How to survive 2021: Know Your Worth

The next instalment in our survival guide tackles the topic of knowing your worth and what this means in terms of both day rates and integrity

For the next piece in our surviving 2021 series, we’re putting valuing your work under the spotlight. Understanding your worth as a creative is not a new concept in the industry, especially when such a huge proportion of the workforce is still made up of freelancers. But it can feel like a sticky topic to get into, and is it just to do with getting a fair rate for work, or is it linked to something deeper?

Here our experts discuss why you should avoid working for free and the boundaries you can set up to ensure your skills, time and value as a human being are considered.

DON’T WORK FOR FREE

In recent years there seems to have been a shift away from ‘exposure in lieu of payment’ in the industry, which has been rightly called out for being exploitative. However there can still be the expectation that if you’re young or in need of work, or if a client just ‘doesn’t have the budget’ that you will work for free if nudged. It’s easy to see how it can happen when last year commissions stopped coming in altogether for many creatives.

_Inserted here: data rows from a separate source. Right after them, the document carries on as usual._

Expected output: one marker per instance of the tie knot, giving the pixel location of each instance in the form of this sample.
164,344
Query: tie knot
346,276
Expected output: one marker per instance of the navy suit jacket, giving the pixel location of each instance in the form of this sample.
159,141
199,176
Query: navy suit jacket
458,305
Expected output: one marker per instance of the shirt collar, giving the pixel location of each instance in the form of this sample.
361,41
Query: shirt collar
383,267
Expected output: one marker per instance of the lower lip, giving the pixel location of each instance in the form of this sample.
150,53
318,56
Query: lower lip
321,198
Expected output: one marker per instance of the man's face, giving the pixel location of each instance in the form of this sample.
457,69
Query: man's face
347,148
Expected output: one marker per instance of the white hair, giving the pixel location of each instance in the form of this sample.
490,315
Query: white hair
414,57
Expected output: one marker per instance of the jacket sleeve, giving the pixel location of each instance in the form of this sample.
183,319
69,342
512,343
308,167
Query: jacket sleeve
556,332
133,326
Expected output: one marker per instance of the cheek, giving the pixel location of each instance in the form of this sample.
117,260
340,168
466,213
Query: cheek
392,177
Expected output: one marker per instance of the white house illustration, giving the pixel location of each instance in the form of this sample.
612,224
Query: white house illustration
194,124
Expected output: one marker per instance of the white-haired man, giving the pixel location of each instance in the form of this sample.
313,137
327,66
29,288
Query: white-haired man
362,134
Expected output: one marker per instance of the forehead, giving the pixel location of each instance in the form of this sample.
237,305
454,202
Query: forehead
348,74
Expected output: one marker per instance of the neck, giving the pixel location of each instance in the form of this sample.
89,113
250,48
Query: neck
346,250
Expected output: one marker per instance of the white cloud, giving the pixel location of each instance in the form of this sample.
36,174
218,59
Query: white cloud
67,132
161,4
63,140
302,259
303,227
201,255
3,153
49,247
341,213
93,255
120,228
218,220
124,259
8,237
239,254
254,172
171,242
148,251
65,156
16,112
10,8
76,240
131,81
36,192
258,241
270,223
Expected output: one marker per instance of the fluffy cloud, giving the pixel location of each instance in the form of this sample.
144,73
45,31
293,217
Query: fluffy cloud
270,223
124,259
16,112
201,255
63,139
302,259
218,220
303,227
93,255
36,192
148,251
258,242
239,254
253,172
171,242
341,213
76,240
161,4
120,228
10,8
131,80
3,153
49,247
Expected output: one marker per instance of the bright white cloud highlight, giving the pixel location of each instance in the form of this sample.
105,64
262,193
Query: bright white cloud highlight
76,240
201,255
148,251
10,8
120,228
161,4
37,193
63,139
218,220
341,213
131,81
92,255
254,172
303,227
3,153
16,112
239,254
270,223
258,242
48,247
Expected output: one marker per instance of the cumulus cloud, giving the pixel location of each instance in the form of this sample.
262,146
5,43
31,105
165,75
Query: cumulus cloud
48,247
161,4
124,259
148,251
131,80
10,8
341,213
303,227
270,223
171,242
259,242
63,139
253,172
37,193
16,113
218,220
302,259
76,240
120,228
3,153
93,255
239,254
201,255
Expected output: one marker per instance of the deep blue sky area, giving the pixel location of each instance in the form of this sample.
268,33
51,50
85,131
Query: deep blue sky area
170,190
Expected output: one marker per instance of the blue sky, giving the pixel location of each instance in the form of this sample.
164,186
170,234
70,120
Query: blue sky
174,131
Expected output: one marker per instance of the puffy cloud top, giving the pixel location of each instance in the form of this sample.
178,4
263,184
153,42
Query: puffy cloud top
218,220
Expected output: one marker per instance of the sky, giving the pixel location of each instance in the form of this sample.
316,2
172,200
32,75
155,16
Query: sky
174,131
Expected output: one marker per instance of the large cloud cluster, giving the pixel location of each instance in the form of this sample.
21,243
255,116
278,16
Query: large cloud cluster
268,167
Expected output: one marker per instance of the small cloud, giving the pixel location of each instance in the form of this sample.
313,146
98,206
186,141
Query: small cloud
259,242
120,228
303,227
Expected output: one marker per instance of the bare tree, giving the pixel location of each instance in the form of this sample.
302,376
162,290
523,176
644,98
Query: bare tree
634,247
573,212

But the implications of creating something free of charge go beyond just you as an individual creative. Tracy Ma, visual editor at the New York Times, feels strongly about this: “I think working for free is basically something I wouldn’t ever advise to do,” she says. “If someone or a client recognises that they need creative work, they can pay for it. Looking for free work is just exploitative, and it lowers the bar for everyone else in your cohort as well.” By agreeing to work for free, she believes it makes the pool of talent even more narrow, which leads to those same clients then expecting free work from the next creative they work with.